Thursday 20 July 2017

A 30-day challenge - establish healthier habits for your mind

Social media is currently awash with the 30-day challenge. The 30-day plank challenge; the 30-day abs challenge; the 30-day booty challenge. The month-long shake-up, spearheaded by Matt Cutts in his TED talk Try Something New for 30 Days (and inspired by Morgan Spurlock), gains momentum every January as people try to give up bad habits and take up healthier ones.

As Cutts says: "30 days is just about the right amount of time to add a new habit or subtract a habit - like watching the news - from your life."

The one-day-at-a-time approach definitely yields results, but most of the 30-day challenges promoted on social media focus on sculpting the body rather than sharpening the mind.

If you're looking for an alternative, here are 30 30-day challenges with a difference.

1. "Eat a live frog first thing in the morning and nothing worse will happen to you the rest of the day," wrote Mark Twain. These words resonated with self-development author Brian Tracy, who advises readers to make the thing they are least looking forward to the first task of each day.

2. Get up half-an-hour earlier and start a 'morning ritual' that involves exercise, meditation, journaling, or even just an extra-long shower.
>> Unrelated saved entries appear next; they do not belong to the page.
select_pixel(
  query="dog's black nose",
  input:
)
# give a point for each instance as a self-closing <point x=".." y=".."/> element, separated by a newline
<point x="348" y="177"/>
3. Tidy house, tidy mind - but where do you start? Consider cleaning out a drawer or a cupboard each day. In 30 days, you'll have overhauled your living space with a Marie Kondo-worthy spring clean.

4. Turn your shower setting to cold for a minute every morning. Fantastic for immunity, circulation and building resilience.

5. Write out your to-do list for the following day before you go to bed each evening and notice how much calmer your work day becomes.

6. Change your daily pattern in one small way each day - get off the bus a stop earlier, go somewhere new for lunch, drink tea instead of coffee - and see what happens.

7. Only listen to upbeat music (Adele and the other maudling, melancholy stuff can wait until next month).

8. Spend 30 minutes a day in nature, ideally in silence.

9. Establish a new professional contact every day. As the saying goes, "your network is your net worth".

10. Prioritise your hobbies and social life by carving out at least an hour each day for the people, places and things that bring you joy.

11. Start to listen, really listen, to other people. Active, or mindful listening, means staying in the moment and wholly hearing what the other person is saying rather than thinking about what you're going to say next.

12. Start a gratitude diary by writing out five things that you are grateful for when you wake up each morning.

13. Do something creative every day, even if it's just a doodle, a Haiku or a new recipe.

14. Stop people-pleasing. Say 'no' to every request and invitation that you are only entertaining out of obligation.

15. Send a 'thinking of you' text every time an old friend comes to mind.

16. Listen to a guided meditation as you fall asleep each night. 'The Secret Universal Mind Meditation' by Kelly Howell on YouTube is particularly good.

17. Do a digital detox for a couple of hours every evening, turning off your TV, smartphone and laptop.

18. Practice a random act of kindness every day. The 'helper's high', as it is known, helps produce endorphins in the brain.

19. Catch yourself every time you say 'I wish' and say 'I will' instead.

20. Look for the positive in every negative situation you encounter.

21. Eat something that you've never tried before. This one is especially helpful for those who have an unhealthy relationship with food.

22. Face a fear a day... complain if the food isn't to your liking in a restaurant, call your bank manager, ask someone out.

23. Choose a motivational mantra and recite it daily. The affirmations of Florence Scovel Shinn, one of the first self-development authors, have stood the test of time.

24. Keep a notebook beside your bed and write down your dreams when you wake up each morning.

25. Instead of 'not bad', 'grand', or 'can't complain', start saying 'great' when people ask how you're doing.

26. Practise Ho'oponopono - the Hawaiian practice of reconciliation - on someone you want to forgive... a former friend, an ex-lover, yourself. Think of them before reciting the mantra: "I love you. I'm sorry. Please forgive me. Thank you."

27. Sit down for every meal and eat slowly and mindfully.

28. Write down one thing you love about your partner every day and, after 30 days, give them the list.

29. Turn off the TV and watch a documentary instead.

30. Spend money on experiences rather than tangible 'things'. Think meals, activities, trips away. According to research out of San Francisco State University, experiental purchases make us happier than material ones.